I didn’t get the memo. This is odd, because there are a good 20-odd memos that the authors at FTB send back and forth each day (for example, yesterday’s involved a discussion of cruel childhood nicknames, and which type of porn pays more money – very crucial stuff). I didn’t realize that blog
arch-rivals colleagues and valued friends Dana Hunter over at In Tequila es Verdad and the dastardly and conniving forthright and plain-spoken JT Eberhard at WWJTD would begin BRIBING their readers to shell out cash to their illegal money-laundering outfits Donors Choose campaigns.
Dana shamelessly promises the following:
So. Incentives. I shall give thee incentives, because this is something we should all do together.
1. I’ll write a short story for the highest donor. You can even choose the subject, if you like, and you’ll get a paper copy complete with autograph, if you wish. You’ll have to give me until the end of the year, because I’m stupid enough to try NaNo this November, but I’ll have it written and sent to you in January. Yes, I will haul my arse to the hated post office just for you.
2. The second-highest donor will get a personally-collected hand sample. That’s right! I’ll post a list of places I’m going this summer (once I know what they are!), and you tell me what hunk o’ beautiful geology you want me to package up and mail to you.
3. I’ll match 4 (count them, 4) donations of $50. So you $50 folk get to double your money! Don’t let that stop you from donating more, of course! And if you guys manage to fund these projects before I can whip my credit card out, you can each pick a project of your own for me to donate to.
4. Starving Students Offer: Those of you too strapped for cash to manage more than small donations can still get a little something! Send me an email telling me what you’re studying, why you chose your major, and why you donated, and I’ll showcase you guys on the site. Plus, I’ll write a poem for the person whose note makes me punch the air and shout, “Yes! Science can haz future!” Same caveats apply as the short story deal.

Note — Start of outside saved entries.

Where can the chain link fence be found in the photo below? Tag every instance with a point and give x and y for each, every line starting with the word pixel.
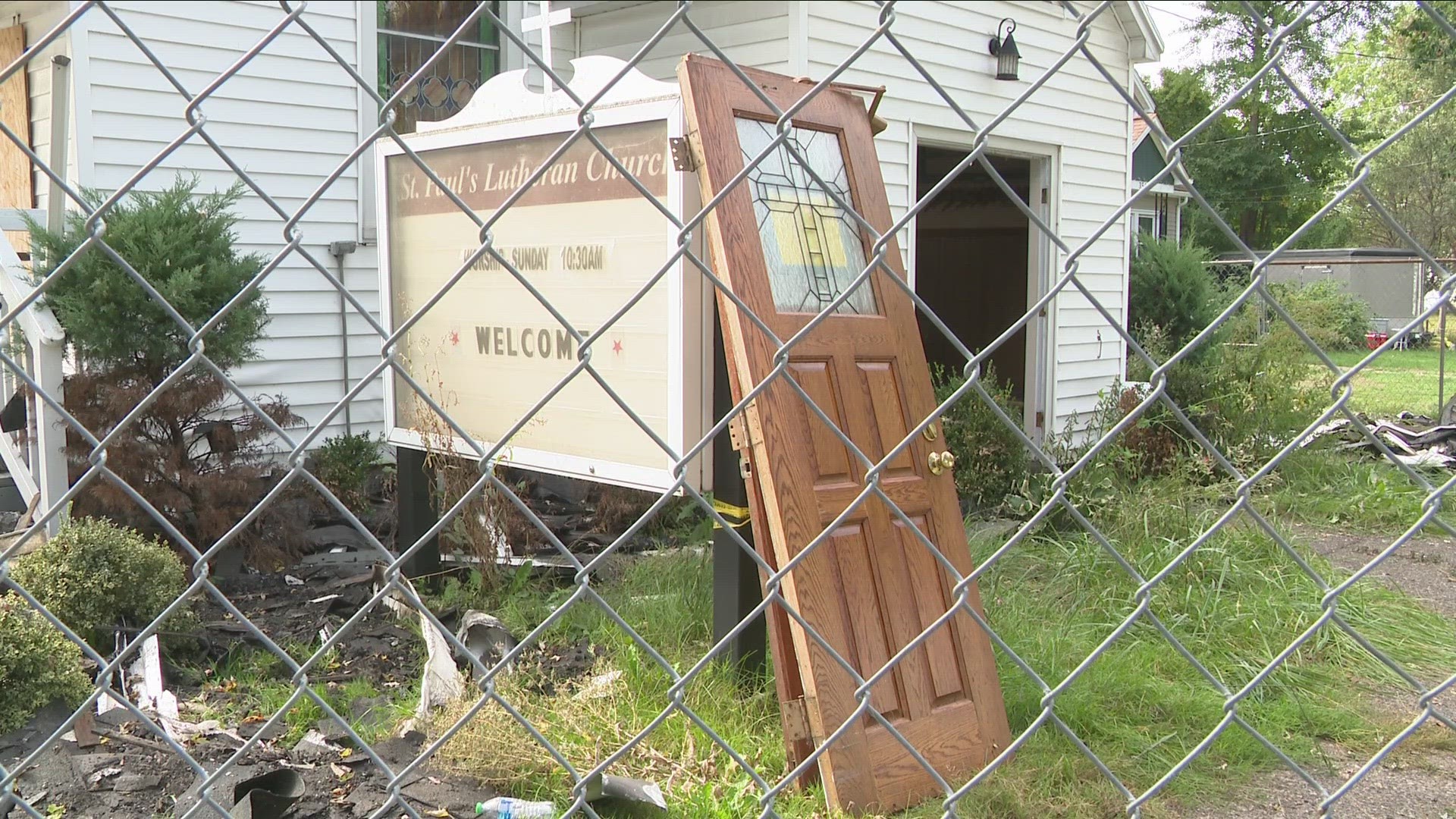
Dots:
pixel 1059 469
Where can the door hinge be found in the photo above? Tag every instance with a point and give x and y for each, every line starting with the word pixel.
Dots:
pixel 682 153
pixel 742 431
pixel 795 720
pixel 737 436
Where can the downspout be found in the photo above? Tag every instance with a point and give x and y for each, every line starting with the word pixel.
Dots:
pixel 338 251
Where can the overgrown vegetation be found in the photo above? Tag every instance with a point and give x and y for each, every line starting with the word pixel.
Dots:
pixel 38 665
pixel 346 464
pixel 990 461
pixel 1332 318
pixel 95 575
pixel 1235 604
pixel 1169 289
pixel 196 453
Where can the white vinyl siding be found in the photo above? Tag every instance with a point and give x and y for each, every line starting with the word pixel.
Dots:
pixel 752 33
pixel 289 117
pixel 38 20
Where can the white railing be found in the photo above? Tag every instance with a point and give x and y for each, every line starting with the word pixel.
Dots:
pixel 36 343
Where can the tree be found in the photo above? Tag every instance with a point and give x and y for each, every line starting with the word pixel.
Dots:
pixel 178 242
pixel 1266 164
pixel 196 452
pixel 1394 74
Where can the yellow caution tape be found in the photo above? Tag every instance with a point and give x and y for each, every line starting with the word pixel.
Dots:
pixel 731 512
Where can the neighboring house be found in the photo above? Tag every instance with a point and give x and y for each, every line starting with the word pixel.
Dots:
pixel 290 117
pixel 1158 210
pixel 1391 280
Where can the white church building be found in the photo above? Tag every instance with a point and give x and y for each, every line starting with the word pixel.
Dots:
pixel 291 115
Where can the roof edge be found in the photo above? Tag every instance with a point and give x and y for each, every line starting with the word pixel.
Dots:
pixel 1147 44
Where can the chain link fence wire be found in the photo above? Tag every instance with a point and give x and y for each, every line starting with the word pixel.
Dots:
pixel 1347 384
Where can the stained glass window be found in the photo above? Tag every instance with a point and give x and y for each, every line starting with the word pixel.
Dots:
pixel 811 245
pixel 410 34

5. I’ve also got some super-snazzy Mount St. Helens posters, so all who have donated to any of our projects and want their names in for that have a chance at winning one of Mother Earth’s great works of art. Yahoo knows me as dhunterauthor.

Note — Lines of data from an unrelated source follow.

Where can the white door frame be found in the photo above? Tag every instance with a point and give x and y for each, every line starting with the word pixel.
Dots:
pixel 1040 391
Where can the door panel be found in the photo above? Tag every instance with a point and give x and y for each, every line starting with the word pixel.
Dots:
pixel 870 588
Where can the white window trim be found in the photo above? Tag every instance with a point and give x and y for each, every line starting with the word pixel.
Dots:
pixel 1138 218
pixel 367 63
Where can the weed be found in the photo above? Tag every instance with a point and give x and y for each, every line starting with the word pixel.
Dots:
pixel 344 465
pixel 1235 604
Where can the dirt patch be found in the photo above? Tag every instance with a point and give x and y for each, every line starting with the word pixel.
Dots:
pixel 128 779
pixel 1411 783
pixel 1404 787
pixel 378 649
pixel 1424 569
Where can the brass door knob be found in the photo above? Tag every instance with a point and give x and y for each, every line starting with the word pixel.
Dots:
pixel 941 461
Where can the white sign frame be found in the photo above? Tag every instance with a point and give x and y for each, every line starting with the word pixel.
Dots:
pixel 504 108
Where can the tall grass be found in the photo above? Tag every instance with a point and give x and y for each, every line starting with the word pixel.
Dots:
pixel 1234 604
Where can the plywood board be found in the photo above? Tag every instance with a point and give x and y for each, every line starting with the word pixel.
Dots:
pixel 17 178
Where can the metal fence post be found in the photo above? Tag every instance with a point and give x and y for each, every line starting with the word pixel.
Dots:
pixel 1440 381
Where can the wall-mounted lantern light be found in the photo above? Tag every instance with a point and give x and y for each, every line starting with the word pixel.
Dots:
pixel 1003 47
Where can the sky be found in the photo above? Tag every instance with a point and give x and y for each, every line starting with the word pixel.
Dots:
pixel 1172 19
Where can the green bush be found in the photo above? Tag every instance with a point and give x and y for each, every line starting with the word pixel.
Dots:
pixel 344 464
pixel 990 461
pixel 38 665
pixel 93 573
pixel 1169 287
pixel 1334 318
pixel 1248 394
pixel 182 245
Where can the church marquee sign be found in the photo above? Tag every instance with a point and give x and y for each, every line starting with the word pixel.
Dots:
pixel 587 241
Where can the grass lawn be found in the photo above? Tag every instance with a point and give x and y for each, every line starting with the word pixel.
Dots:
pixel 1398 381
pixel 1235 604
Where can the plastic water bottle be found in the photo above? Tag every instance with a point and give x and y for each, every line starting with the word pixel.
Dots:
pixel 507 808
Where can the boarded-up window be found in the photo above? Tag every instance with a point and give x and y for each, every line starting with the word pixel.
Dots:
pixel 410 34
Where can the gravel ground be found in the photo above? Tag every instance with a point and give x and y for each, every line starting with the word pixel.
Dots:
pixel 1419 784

While the cunning JT vows to bestow his own gifts:
I’ll also give some incentives above and beyond general altruism (and the fact that you probably want non-crappy music to put on your ipods in the future). If we hit $2,000, I will produce a karaoke video of singing nothing but Nsync songs all night. I’ll even learn some of the dances.
If you donate $50, I’ll let you pick a song for me to record (if I don’t know it, I’ll learn it).
If you donate $500, I will write a song about you and record it.
Well, the gauntlet has been thrown down! I know that my readers are above such petty attempts at bribery, because you are moral and altruistic people (did I forget to mention really good-looking?). However, I also know that if a bribe is offered, you wouldn’t be so rude as to turn it down. After all, you might hurt the briber’s feelings. So here’s the deal. I don’t have a lot of stuff to give you, but I can do this. The three highest donors will receive signed copies of the CROWN EP record, as well as some pretty fancy CROWN swag. The top donor will also receive an advance copy of our debut full-length record (recording starts in January). If that top donor pledges more than $75, I will harangue the other guys into learning and performing a song of that Donor’s Choice (see what I did there)?
Dig deep, Cromrades! You wouldn’t want to get beaten by
a flippin’ geologist and a musician two worthy and respectable adversaries, would you?